Dr. Murray is removing the cold packs from Henry's feet as Sue emerges with hot
water. She sets it on the floor by the bed. Dr. Murray lowers the bed, and the two
of them manipulate him into a sitting position. Sue measures the temperature of
the water. She pours the water into the basin and immerses Henry's feet. He
gasps.
"Any tissue that's gonna make it will turn bright red. If it doesn't look like a
lobster, it's a problem."
I watch Henry's feet floating in the yellow plastic basin.
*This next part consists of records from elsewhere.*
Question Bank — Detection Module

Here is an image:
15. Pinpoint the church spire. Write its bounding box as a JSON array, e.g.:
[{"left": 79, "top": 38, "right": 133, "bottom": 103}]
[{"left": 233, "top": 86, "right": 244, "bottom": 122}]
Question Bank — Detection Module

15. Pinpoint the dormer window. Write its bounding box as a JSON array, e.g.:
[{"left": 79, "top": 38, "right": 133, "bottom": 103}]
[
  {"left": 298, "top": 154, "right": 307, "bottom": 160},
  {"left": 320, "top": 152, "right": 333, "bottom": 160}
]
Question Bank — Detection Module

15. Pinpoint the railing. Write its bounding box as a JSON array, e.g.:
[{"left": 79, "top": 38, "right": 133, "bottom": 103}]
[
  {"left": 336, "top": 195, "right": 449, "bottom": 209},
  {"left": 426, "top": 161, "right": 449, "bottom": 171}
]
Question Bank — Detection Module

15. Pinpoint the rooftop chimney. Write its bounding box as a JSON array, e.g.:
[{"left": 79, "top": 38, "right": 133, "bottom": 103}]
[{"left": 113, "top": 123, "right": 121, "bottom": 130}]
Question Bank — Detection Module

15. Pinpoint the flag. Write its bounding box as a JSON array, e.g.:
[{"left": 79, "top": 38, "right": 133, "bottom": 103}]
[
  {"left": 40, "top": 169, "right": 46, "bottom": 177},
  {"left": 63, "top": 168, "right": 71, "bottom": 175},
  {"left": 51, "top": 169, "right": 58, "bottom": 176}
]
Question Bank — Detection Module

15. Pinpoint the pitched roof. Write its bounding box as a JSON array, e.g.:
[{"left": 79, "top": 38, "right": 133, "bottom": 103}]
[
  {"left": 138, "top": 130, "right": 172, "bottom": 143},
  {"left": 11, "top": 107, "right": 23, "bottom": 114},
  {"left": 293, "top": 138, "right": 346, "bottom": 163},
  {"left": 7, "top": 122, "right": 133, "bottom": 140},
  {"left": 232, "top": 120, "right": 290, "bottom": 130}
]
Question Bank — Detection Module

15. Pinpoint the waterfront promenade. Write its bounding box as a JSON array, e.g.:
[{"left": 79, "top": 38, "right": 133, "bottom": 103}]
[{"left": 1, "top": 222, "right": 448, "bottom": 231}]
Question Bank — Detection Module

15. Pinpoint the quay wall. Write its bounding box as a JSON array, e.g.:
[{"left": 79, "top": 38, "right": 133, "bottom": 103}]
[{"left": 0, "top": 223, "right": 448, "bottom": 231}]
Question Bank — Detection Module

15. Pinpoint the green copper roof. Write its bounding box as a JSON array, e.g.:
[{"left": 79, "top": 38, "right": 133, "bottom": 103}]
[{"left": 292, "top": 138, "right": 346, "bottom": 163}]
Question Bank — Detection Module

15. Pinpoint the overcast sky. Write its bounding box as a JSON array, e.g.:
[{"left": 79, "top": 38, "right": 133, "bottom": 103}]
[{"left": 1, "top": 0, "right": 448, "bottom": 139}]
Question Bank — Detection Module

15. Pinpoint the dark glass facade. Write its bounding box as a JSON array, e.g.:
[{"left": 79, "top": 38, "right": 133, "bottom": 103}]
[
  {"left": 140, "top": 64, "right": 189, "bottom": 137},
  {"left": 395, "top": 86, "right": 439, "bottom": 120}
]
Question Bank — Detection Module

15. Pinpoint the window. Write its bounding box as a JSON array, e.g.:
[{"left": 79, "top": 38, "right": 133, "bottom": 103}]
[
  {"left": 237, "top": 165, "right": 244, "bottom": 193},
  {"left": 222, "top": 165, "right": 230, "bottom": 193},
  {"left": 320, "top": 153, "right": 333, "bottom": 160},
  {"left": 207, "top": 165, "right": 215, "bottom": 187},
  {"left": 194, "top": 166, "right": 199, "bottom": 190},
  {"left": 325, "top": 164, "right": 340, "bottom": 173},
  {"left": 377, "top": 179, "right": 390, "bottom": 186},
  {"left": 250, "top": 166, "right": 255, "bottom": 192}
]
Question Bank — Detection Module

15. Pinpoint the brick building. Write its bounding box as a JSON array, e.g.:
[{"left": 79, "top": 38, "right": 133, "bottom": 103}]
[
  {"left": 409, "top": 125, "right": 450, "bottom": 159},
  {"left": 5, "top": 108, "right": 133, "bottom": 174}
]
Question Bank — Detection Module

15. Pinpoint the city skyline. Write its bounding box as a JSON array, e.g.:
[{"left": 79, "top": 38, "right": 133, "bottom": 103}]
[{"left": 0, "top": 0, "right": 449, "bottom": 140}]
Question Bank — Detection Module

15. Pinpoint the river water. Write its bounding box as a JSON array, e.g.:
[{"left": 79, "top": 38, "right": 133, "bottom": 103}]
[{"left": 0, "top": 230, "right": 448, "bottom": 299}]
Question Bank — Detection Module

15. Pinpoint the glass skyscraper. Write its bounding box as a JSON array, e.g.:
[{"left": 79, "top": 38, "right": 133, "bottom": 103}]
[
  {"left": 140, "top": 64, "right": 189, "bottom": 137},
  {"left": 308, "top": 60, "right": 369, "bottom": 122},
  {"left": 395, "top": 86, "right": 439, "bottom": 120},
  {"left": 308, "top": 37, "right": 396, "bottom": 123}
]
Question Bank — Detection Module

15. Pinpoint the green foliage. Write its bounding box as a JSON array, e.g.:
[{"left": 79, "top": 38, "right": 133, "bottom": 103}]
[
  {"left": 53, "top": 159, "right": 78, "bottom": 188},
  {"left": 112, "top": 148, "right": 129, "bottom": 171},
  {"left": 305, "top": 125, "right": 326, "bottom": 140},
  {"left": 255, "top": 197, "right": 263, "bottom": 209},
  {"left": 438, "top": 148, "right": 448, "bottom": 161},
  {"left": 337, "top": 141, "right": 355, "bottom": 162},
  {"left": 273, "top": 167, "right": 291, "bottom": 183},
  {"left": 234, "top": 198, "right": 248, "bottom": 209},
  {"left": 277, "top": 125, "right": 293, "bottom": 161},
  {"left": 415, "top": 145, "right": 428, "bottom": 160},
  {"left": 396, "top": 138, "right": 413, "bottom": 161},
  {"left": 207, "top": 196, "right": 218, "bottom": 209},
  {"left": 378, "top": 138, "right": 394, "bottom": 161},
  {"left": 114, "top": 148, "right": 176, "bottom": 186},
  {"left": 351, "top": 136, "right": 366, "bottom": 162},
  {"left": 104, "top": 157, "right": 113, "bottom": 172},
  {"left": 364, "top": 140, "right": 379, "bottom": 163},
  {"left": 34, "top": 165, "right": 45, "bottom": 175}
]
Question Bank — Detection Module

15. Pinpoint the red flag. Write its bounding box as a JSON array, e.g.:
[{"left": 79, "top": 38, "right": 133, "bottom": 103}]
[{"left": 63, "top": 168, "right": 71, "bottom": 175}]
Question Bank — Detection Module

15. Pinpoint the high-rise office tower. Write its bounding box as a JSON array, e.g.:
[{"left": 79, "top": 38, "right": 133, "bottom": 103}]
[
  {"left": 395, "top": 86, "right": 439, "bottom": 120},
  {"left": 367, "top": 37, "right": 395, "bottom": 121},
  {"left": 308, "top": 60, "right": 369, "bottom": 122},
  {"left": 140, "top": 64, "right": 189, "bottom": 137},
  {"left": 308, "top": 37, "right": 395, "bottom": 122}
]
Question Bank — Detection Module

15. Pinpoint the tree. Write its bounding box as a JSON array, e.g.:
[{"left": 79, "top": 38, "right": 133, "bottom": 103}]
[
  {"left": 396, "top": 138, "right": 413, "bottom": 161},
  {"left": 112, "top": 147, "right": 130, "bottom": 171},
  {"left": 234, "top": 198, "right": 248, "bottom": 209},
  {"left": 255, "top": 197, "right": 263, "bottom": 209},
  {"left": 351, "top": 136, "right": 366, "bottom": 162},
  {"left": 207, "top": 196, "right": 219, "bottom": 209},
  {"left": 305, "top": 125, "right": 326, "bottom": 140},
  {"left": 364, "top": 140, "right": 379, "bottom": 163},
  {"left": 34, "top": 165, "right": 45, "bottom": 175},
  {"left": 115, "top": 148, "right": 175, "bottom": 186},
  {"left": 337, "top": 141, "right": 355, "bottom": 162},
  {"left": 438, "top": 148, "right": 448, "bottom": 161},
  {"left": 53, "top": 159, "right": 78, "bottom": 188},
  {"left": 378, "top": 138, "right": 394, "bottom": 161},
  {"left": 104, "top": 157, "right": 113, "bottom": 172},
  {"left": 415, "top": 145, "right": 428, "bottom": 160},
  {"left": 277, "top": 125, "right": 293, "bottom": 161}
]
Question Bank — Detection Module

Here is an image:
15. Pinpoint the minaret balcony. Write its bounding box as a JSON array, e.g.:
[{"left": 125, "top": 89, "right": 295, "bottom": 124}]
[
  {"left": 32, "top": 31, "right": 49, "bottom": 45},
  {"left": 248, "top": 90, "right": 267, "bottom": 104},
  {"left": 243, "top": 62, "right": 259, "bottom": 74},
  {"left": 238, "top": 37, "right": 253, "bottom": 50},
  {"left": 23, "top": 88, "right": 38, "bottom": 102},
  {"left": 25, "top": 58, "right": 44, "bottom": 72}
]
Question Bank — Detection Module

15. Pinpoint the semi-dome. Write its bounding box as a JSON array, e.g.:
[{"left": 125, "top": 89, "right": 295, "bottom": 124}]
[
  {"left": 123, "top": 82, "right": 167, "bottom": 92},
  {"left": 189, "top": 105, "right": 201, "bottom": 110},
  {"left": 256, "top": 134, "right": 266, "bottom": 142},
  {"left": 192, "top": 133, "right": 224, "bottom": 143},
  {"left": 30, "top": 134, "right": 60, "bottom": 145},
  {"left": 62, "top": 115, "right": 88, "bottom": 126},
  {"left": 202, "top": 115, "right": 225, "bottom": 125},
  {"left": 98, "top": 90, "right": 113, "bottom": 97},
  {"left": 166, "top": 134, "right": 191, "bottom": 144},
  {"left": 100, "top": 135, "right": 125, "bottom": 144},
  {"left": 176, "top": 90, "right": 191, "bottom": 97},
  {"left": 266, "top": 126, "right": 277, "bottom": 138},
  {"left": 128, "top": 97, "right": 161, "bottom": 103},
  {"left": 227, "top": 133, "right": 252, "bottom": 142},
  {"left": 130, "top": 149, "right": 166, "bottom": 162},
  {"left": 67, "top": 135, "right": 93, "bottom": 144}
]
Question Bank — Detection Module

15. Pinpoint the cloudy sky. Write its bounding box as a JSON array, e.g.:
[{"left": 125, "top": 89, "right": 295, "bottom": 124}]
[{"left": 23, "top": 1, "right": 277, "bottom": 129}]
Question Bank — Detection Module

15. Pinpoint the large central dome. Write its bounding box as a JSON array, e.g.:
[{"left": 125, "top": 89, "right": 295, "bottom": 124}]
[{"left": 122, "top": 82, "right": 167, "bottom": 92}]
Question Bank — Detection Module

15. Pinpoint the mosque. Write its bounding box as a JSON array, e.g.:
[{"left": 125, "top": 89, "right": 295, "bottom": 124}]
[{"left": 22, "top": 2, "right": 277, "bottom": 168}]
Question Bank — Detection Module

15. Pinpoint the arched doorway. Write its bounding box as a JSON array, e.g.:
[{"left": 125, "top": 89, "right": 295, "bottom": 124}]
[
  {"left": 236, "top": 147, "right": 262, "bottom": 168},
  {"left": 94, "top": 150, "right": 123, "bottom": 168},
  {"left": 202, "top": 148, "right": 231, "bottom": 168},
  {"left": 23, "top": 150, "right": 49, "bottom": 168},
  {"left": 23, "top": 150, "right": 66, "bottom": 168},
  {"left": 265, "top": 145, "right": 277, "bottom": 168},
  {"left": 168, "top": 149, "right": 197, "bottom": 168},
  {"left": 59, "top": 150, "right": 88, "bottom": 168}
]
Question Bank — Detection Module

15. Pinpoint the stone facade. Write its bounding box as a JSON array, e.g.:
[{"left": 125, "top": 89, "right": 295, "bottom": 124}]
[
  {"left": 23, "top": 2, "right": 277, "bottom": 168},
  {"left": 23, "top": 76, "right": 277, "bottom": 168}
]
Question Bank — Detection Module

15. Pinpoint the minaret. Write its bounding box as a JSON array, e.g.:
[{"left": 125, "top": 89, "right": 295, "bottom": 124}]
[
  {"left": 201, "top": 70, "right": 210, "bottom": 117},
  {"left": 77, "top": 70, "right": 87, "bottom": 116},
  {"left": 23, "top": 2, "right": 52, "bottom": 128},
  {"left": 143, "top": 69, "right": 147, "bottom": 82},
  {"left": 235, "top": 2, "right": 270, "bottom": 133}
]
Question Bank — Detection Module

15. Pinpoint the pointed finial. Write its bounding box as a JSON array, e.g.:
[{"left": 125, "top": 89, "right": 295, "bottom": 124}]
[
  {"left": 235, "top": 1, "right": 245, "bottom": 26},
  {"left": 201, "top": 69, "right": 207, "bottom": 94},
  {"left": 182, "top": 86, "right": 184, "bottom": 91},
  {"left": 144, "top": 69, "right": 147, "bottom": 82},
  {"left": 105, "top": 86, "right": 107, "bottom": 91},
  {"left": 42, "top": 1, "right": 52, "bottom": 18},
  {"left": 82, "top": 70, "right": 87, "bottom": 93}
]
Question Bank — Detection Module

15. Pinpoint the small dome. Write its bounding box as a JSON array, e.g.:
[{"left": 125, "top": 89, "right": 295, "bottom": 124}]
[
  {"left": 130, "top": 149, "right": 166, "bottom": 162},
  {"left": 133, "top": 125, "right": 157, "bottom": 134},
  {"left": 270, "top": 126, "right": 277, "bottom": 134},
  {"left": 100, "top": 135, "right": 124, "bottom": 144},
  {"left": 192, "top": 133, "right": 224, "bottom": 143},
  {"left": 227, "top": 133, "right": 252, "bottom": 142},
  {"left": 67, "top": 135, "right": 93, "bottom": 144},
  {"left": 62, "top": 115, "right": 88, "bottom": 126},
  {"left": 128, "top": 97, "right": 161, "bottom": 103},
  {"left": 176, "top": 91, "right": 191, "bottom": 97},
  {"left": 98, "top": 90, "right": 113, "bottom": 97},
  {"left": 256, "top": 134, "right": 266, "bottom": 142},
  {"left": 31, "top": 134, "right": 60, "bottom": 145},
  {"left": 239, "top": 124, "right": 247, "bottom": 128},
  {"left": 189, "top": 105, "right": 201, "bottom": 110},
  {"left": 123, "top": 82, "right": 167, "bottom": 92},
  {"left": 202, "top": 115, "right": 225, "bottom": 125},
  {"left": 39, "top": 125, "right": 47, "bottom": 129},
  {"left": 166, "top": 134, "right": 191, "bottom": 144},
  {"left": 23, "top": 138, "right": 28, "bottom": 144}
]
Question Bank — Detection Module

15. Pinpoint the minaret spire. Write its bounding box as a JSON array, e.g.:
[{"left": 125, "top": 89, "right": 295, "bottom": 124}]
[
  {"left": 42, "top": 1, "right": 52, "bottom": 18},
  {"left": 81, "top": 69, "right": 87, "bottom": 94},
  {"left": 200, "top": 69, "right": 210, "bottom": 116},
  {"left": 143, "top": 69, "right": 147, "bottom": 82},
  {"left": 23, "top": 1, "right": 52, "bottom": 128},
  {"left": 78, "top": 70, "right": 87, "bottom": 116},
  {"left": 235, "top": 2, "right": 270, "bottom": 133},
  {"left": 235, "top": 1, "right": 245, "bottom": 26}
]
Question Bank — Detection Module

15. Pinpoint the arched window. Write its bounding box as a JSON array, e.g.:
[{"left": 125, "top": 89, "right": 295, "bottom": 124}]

They are white as
snow, white as marble, white as titanium, white as paper, white as bread, white
as sheets, white as white can be. Sue changes the water as Henry's ice feet cool it
down. The thermometer shows one hundred and six degrees. In five minutes it is
ninety degrees and Sue changes it again. Henry's feet bob like dead fish. Tears
run down his cheeks and disappear under his chin. I wipe his face. I stroke his
head. I watch to see his feet turn bright red. It's like waiting for a photograph to
develop, watching for the image slowly graying into black in the tray of
chemicals. A flush of red appears at the ankles of both feet. The red spreads in
splotches over the left heel, finally some of the toes hesitantly blush. The right
foot remains stubbornly blanched. Pink appears reluctantly as far as the ball of
the foot, and then goes no farther. After an hour, Dr. Murray and Sue carefully
dry Henry's feet and Sue places bits of cotton between his toes. They put him
back in bed and arrange a frame over his feet so nothing touches them.
The following night:
It's very late at night and I am sitting by Henry's bed in Mercy Hospital,
watching him sleep. Gomez is sitting in a chair on the other side of the bed, and
he is also asleep. Gomez sleeps with his head back and his mouth open, and
every now and then he makes a little snorting noise and then turns his head.